Let us inspect third scenario. Here likelihood of image being dog is same as that of cat (0.49). In reality these 2 numbers can never be same. Hence, it will be like probability of dog = 0.49001 and cat = 0.48999 or vice versa. Model will predict the class with higher probability. If model predicted that image is a dog, then prediction accuracy for this image is 100%. If it predicted cat, then accuracy drops to 0%. Margin between switching accuracy from 100% to 0% is very thin – 0.00002. Hence measuring accuracy alone can’t tell us how good our model is. We should be able to quantify how confident our model is about the class it predicted being true. This brings us to the concept of Negative Likelihood Loss.
What is Negative Likelihood Loss (NLL) and why is it required ?
We already seen that accuracy alone is insufficient to understand how good a model is. This becomes particularly important when predictions are made on the basis of a narrow margin. Let us take another example to further understand this concept.
Imagine there are 100 individuals in your village. An election is called upon to nominate the village head. Each of these 100 individuals stood as candidates for election. Incidentally 2 among them happens to be you and your spouse. Now all the remaining 98 individuals voted for themselves. You convinced your spouse to vote for you. When results are out, you won the elections. But the vote percentage you received is 2% compared to 1% for 98 others and 0% for your spouse. Here the result alone is not giving us accurate picture on how badly you won the elections.
This could happen in our CNN models also as seen in the dog vs cat example above. NLL gives us a measure on how confident a model is about predicting a class and hence throwing it out. It indicates the degree of confidence of model.
Formula for NLL is L(y) = -log(y) where y is prediction and L(y) is NLL.
Below is the softmax table modified after adding NLL values. As we can see, lower the NLL value, happier the model (degree of confidence : high).

Graph for NLL is as follows. NLL becomes unhappy at smaller values, indicating that model is not predicting with enough confidence.
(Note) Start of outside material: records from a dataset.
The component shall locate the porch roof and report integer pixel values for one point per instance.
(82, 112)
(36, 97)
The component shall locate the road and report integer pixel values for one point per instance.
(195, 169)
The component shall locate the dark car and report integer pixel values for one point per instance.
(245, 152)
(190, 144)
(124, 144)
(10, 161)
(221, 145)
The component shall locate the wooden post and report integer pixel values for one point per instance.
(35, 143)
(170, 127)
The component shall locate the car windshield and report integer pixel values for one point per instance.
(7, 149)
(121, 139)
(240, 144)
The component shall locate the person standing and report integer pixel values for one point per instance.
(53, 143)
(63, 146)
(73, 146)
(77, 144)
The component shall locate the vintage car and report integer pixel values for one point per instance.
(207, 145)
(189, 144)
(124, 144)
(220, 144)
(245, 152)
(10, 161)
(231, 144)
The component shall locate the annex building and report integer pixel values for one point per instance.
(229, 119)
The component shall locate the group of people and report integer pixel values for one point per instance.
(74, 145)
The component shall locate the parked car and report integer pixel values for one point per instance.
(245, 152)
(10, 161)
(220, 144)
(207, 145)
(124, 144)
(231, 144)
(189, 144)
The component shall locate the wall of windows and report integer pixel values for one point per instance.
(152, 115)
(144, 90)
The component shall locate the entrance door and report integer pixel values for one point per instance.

It will become very sad (infinite unhappiness) when model confidence touches even smaller values. NLL becomes happy at larger x values indicating that model is predicting emphatically. What happens here is that in loss function, we will sum the losses of all the correct classes. So whenever the network assigns high confidence (x) for the correct class, the unhappiness (-log(x)) becomes low, and vice-versa.

Hope this article gave you an intuition on how final layers of a CNN operates and gives predictions.